Портрет был неплох. Настоящий портрет, не олеография. И смотрел сэр Исаак с грустью — вот и ему пришлось хлебнуть Марса. Не думал, не гадал, и надо же… От сумы, тюрьмы и Марса никогда не зарекайся. Действует атмосфера кабинета. Раньше, двадцать лет назад, попасть в лабораторию Леонидова было мечтой любого студента, легенды о Леонидовских пятницах ходили самые невероятные. Сбылась мечта. Как всегда, не так и не тогда.
— Ну, капитан, что в вашем департаменте насчет Луны решили?
— Луны? А зачем ее из чугуна делать? Непрактично. Тяжелой Луне никак нельзя быть, оторвется от хрустального свода, двойной ущерб: в небе дырка и на Земле что-нибудь раздавит. Да и чугуну столько не отлили, на целую Луну. На месяц разве, и то на самый узенький.
— Удовлетворительно. С двумя минусами за избыточность аргументов. Что на этот раз заинтересовало ваш департамент?
— А мы всем интересуемся, кто знает, что в жизни пригодится. Позавчера перемещением, вчера русином, завтра, может быть, свойствами урана… — Шаров заметил, как улыбнулся сконфуженно Семеняко. Ничего, ничего, все может быть, и уран на что-нибудь да сгодится.
— Так чем могу служить?
— Пока не знаю, — честно ответил Шаров.
— Знать вопрос — все равно что знать ответ, — назидательно произнес академик, — Может быть, вас интересует теория поля? Или наличие электрических разрядов в атмосфере Марса — мы тоже прикладной тематики не чураемся? Такой громоотвод соорудили, только сверкни где молния. Будете снаружи, обязательно полюбуйтесь.
— А что, есть молнии?
— Марсианские. По мощности — миллионные доли земных. Впрочем, все отчеты регулярно передаются по инстанциям.
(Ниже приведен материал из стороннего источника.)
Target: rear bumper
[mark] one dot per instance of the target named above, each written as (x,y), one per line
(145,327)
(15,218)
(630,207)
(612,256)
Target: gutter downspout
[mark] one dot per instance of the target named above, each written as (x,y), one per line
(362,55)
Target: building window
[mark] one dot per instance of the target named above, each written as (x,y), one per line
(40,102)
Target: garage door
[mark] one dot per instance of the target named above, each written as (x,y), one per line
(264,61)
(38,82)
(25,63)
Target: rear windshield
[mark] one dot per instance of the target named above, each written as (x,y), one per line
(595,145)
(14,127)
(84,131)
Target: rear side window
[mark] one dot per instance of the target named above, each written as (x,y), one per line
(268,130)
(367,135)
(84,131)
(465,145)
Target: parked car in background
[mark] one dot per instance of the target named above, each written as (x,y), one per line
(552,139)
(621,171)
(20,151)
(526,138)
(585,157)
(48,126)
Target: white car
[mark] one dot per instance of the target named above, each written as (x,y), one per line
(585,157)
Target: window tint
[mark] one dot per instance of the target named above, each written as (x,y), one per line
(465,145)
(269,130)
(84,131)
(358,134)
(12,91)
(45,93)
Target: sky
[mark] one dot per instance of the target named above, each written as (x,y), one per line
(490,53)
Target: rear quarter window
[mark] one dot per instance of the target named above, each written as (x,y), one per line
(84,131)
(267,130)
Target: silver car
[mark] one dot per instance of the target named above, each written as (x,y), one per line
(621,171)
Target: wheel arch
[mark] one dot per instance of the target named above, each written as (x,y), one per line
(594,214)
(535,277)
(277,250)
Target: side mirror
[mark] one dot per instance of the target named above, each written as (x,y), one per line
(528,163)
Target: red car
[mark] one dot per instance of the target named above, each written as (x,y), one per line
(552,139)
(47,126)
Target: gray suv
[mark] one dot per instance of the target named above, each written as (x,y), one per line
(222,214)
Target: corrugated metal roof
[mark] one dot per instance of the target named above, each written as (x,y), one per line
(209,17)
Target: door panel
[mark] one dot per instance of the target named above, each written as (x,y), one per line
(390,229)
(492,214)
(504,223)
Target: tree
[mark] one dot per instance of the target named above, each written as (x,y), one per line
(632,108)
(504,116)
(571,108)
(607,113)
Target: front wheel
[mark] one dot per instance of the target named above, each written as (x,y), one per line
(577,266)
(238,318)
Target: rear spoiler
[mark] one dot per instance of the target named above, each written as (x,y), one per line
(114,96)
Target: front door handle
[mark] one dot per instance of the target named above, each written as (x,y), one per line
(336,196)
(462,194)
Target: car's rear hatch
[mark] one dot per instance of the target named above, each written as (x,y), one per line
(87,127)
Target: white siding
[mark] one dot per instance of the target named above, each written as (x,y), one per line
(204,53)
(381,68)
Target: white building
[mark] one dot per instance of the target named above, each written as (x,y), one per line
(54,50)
— Пожалуй, я подумаю над вопросами. И тогда, может быть, снова побеспокою вас.
— Уж в этом я уверен, капитан, — Академик даже не привстал со стула. Пренебрег. Ох, академик Леонидов, академик Леонидов…
Музей Научного корпуса оказался дюжиной стендов: защитный костюм покорителя, дыхательная маска покорителя, макет приемо-передатчиков материи Попова-Гамова, образцы полезных ископаемых, целый стенд отдан русину: химический состав, сравнительный анализ местных и земных (боливийских) образцов, макеты добывающих машин, схема рудника Русич, все очень познавательно. Но Зарядин предпочел стенды натуры: флора и фауна. Шаров тоже полюбопытствовал. Марсианский шакал напоминал карикатурного бульдога с огромной грудной клеткой и длинными зубами.
— Это он с виду грозный, — Зарядин показал на чучело, — А на деле, так видимость одна. Фунта четыре весит, массфунта. Одни легкие внутри, а кости — что прутики, гнутся. Зубов, правда, много, в три ряда.
Марсианские зайцы смотрелись почти как земные.
— Послушайте, Зарядин, сколько вам лет?
— С одна тысяча седьмого года. Тридцать два, если по земному считать.
— Проводите меня в Департамент. Кажется, у меня там есть кабинет.